In a way, you can read this book as a description of the way in which the sky changes in the evening. Falling stars and fading clouds at the start. Fireflies and the slow appearance of the Milky Way next. Finally the view of, "Venus on the east, Mercury on the west, and Jupiter above," with a thick round moon to cap it all off at the end. So lovely. Kids will also enjoy this book when they find that Little Night isn't just playing hide and go seek with her mother in these pages. She's playing with the reader as well. You can usually spot her, though, since her tiny white eyes sparkle like little stars wherever it is that she goes.

All told, the current crop of children's picture books the publishers are putting out there these days aren't exactly o'erflowing with Hispanic characters. You can find them if you need to, but sometimes it's nice to find a really high quality picture book containing characters that aren't whitey white white. It's nice too to see a book where the affection between the mother and the child feels genuine. I know The Runaway Bunny has its fans, but books like that one never really convince me that the mother in the story feels anything aside from an almost violent possessiveness towards her child. "Little Night," however, feels loving and warm. In short, perfect bedtime reading.

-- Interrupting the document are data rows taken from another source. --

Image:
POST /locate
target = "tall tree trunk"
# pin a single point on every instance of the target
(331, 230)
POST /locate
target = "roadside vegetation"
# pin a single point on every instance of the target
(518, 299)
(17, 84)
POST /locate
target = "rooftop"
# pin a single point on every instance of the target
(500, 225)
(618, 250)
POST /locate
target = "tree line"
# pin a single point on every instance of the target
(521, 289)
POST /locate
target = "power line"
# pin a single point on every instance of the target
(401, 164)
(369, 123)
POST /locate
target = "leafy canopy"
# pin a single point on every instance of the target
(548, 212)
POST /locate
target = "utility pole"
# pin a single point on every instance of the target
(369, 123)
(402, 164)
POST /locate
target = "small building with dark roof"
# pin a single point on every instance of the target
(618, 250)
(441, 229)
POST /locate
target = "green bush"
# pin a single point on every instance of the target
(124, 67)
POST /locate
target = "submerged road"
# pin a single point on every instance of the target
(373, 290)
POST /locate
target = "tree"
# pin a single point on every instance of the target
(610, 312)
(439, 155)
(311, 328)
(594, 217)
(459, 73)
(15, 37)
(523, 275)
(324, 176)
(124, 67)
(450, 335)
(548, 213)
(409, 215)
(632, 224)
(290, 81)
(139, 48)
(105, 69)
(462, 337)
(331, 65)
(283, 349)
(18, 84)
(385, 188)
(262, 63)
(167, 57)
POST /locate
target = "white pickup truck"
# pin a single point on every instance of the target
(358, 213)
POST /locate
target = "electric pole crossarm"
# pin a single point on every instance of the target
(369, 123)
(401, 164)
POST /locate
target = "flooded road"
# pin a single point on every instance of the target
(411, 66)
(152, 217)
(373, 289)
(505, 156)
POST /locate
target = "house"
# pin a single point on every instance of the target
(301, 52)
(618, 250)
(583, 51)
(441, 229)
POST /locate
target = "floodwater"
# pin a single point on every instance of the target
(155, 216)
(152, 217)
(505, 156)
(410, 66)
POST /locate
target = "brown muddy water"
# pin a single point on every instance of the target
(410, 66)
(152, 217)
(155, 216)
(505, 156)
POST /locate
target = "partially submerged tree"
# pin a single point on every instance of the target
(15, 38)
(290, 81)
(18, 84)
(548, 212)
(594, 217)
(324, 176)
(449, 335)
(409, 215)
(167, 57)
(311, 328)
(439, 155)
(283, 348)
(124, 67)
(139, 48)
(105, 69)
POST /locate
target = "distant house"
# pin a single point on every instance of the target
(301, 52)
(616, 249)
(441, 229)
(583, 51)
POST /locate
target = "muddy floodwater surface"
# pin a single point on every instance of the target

The obvious pairing with this book would have to be with Ana Juan's jaw-droppingly gorgeous, The Night Eater . Duh. The two picture books were darn well made for one another. But while one is about the fellow who eats away the night to make way for the dawn, the other is about the night going through an, ironically enough, wake-up routine at the close of day. Searching for a proper bedtime taleisn 't a difficult task in and of itself. It's nice, though, to find a book that is quite as touching, magical, and doggone adorable as this. Worth holding onto, tight.

A gorgeous, sweet story5
A lovely story about a special little girl and her mommy, with gorgeous, peaceful illustrations. A perfect bedtime story.

GLOW in the dark!5
It is common knowledge that Yuyi Morales is a color genius and a word magician, and with Little Night, she does it again. Yuyi's color palette is imaginative, unique and vibrant. Her colors are so deep. So sparkly. I am convinced they will glow in the dark if I were to turn off the light. I LOVE her combination of magenta and red with turquoise and purple.
her compositions are magical. My eye flows over the pages, dancing from one spread to the next.
Yuyi's text is lyrical and soothing, perfect for a bed-time story, yet the the STARS of this story are the characters. Mother Sky is warm, round, loving and nurturing. She's the type of mother I wish upon everyone.
Little Night is spirited, sweet and a mischievous. Their relationship is filled with emotion and tenderness.
I recommend Little Night to everyone. It's just the soothing, loving story kids need to fall into a peaceful sleep under the stars-Venus on the east, Maercury on the west, and Jupiter above!